[Question] What happens to variance as neural network training is scaled? What does it imply about “lottery tickets”?

Daniel Koko­ta­jlo asks whether the lot­tery ticket hy­poth­e­sis im­plies the scal­ing hy­poth­e­sis.

The way I see it, this de­pends on the dis­tri­bu­tion of “lot­tery tick­ets” be­ing drawn from.

  • If the qual­ity of lot­tery tick­ets fol­lows a nor­mal dis­tri­bu­tion, then af­ter your neu­ral net­work is large enough to sam­ple de­cent tick­ets, it will get bet­ter rather slowly as you scale it—you have to sam­ple a whole lot of tick­ets to get a re­ally good one.

  • If the qual­ity of tick­ets has a long up­ward tail, then you’ll see bet­ter scal­ing.

How­ever, a long tail also sug­gests to me that var­i­ance in re­sults would con­tinue to be rel­a­tively high as a net­work is scaled: big­ger net­works are hit­ting big­ger jack­pots, but since even big­ger jack­pots are within reach, the pay­off of scal­ing re­mains chaotic.

(This could all benefit from a more math­e­mat­i­cal treat­ment.)

So: what do we know about NN train­ing?
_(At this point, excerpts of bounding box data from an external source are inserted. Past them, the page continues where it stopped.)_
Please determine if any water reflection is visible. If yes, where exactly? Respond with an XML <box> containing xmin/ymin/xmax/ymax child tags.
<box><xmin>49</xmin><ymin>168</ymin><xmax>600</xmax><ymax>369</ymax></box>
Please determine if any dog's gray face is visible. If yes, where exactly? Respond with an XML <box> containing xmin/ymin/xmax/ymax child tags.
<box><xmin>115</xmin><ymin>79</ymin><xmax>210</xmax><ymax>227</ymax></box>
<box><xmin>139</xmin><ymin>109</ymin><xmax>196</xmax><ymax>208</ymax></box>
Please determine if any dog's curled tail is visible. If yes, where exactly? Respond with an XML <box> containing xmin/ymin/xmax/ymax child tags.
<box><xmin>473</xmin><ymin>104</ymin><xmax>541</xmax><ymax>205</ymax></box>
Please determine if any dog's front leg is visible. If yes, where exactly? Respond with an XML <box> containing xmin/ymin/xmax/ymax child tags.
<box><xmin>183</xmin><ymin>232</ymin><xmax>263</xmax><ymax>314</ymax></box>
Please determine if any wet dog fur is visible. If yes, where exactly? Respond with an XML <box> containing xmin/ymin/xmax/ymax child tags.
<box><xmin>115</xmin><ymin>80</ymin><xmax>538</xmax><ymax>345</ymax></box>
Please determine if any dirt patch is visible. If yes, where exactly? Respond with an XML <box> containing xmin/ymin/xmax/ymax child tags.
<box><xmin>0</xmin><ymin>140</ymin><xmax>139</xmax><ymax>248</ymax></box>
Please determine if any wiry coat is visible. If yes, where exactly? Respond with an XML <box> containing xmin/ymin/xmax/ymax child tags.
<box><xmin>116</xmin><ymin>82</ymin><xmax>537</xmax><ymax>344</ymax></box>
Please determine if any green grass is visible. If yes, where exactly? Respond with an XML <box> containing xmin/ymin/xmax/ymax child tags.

Does it sug­gest we are liv­ing in ex­trem­is­tan or mediocristan?

Note: a ma­jor con­cep­tual difficulty to an­swer­ing this ques­tion is rep­re­sent­ing NN qual­ity in the right units. For ex­am­ple, an ac­cu­racy met­ric—which nec­es­sar­ily falls be­tween 0% and 100% -- must yield “diminish­ing re­turns”, and can­not be host to a “long-tailed dis­tri­bu­tion”. Take that same met­ric and send it through an in­verse sig­moid, and now you might not have diminish­ing re­turns, and could have a long-tail dis­tri­bu­tion. But we can trans­form data all day. The anal­y­sis shouldn’t be too ad-hoc. So it’s not im­me­di­ately clear how to mea­sure this.